Champions of Valor
- Champions of Valor book cover
- Author: Thomas M. Reid and Sean K. Reynolds
- Genre: Role-playing games
- Publisher: Wizards of the Coast
- Publication date: November 2005
- Media type: Hardcover

= Champions of Valor =

Role-playing game sourcebook

Champions of Valor is a hardcover sourcebook for use with the 3.5 edition of the fantasy role-playing game Dungeons & Dragons.

==Contents==

Champions of Valor is an expansion to detail the role of good in the Forgotten Realms setting.

==Publication history==
Champions of Valor was published in November 2005, and was designed by Thomas M. Reid and Sean K. Reynolds.
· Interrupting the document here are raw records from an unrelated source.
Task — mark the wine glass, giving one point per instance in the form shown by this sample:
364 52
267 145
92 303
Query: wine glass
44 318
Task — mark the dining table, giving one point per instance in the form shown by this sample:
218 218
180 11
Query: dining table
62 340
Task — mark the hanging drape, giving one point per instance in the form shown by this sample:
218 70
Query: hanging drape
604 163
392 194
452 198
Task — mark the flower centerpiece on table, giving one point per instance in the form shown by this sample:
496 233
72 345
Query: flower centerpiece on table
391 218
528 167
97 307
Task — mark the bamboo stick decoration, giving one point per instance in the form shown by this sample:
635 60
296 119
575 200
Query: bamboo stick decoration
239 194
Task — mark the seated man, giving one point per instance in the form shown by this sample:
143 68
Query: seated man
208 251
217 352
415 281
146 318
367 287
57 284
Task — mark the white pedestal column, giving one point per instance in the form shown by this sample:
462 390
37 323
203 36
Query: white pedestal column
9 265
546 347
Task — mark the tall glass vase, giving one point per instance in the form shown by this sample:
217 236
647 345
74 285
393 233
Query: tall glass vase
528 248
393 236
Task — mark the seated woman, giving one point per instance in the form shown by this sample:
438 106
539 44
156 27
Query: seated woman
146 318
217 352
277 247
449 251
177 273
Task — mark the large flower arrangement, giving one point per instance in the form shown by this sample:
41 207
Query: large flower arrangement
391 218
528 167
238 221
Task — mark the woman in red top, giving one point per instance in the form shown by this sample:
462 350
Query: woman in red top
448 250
Cover art was by Tomás Giorello, with interior art by Kalman Andrasofszky, Wayne England, Jason Engle, Ralph Horsley, Jeremy Jarvis, Warren Mahy, William O'Connor, Lucio Parrillo, Wayne Reynolds, and Francis Tsai.

Sean K. Reynolds explains how this book relates to its companion volume, Champions of Ruin: "We were given a rough draft of Champions of Ruin while working on this book (CoR wasn't quite finished when we were writing CoV) and our outline included a similar structure with opposite intent. There's an entire chapter on good organizations, another on NPCs (intended as allies and support characters for valorous PCs, including some who are suitable as variant paladin special mounts or "animal" companions), the role of atoning for misdeeds, and so on."